On the hardware side, access to functional and verified reference designs is as important as choosing a supplier that is established and present both locally and globally with their own and partner resources.

industries_medical_medical_devicesMedical Devices

For manufacturers in the life sciences industry, innovation is a non-negotiable requirement.  Product complexity—including the inherent need for products to have seamless wireless connectivity—continues to grow, making it essential to have efficient designs that leverage reliable components with the power and simplicity that reduce points of failure, including support for the long product lifecycles in this industry.

Medical and healthcare devices need to become connected in order to create efficiencies in areas such as patient safety, reimbursement, or even asset management/tracking. The complex and lengthy regulatory approvals further drive the need to shorten time-to-market and focus on core competencies instead of spending time on basic core system design efforts.

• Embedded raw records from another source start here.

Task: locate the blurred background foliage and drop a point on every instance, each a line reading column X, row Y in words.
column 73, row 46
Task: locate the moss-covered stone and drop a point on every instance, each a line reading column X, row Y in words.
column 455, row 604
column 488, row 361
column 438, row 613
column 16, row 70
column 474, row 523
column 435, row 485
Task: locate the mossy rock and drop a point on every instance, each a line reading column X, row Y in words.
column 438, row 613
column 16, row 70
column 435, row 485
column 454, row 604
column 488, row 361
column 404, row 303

The right SBC or SoM solution plays an integral role in bringing innovative medical products to market quickly. As a result, device manufacturers are increasingly relying on them for devices such as infusion pumps, ventilators, implantable cardiac defibrillators, ECGs, bedside terminals, patient monitors, AEDs, and more.

Precision Agriculture

Today, farmers are able to more finely tune their crop management by observing, measuring, and responding to variability in their crops. For instance, crop-yield sensors mounted on GPS-equipped combines can use industrial-grade, ruggedized SBCs and SoMs to measure and analyze data related to chlorophyll levels, soil moisture – even aerial and satellite imagery. It then can intelligently operate variable-rate seeders, sprayers, and other farming equipment to optimize crop yields. Wireless connectivity for cellular or Wi-Fi network connectivity plus sensor integration through technologies such as Bluetooth Low Energy adds a powerful, real-time connectivity to agriculture that drives a new level of efficiency.

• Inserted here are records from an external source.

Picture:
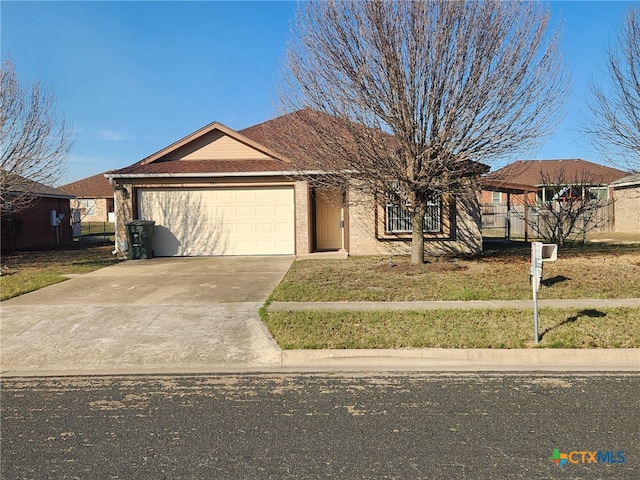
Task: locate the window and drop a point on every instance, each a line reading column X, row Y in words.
column 398, row 218
column 87, row 206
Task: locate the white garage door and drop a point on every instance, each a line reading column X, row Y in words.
column 222, row 221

With focus on operational efficiency and safety, transportation applications are driving the need for connected and intelligent devices.

In situations that require rugged reliability that eliminates vibration concerns, embedded SBC and SoM solutions play a valuable role. In taxis, solutions can help optimize electric vehicles by controlling engine components while providing a fully integrated, state-of-the-art in-vehicle operator interface. In buses, monitoring systems can report emissions levels and the solution can operate fare-collection systems. On a commercial vessel, embedded solutions power connected navigation systems or highly sophisticated fish finders.

Consider taking advantage of connected SBCs and SoMs when building your next product. Significantly reduce your design risk while shortening your time-to-market, without sacrificing design flexibility.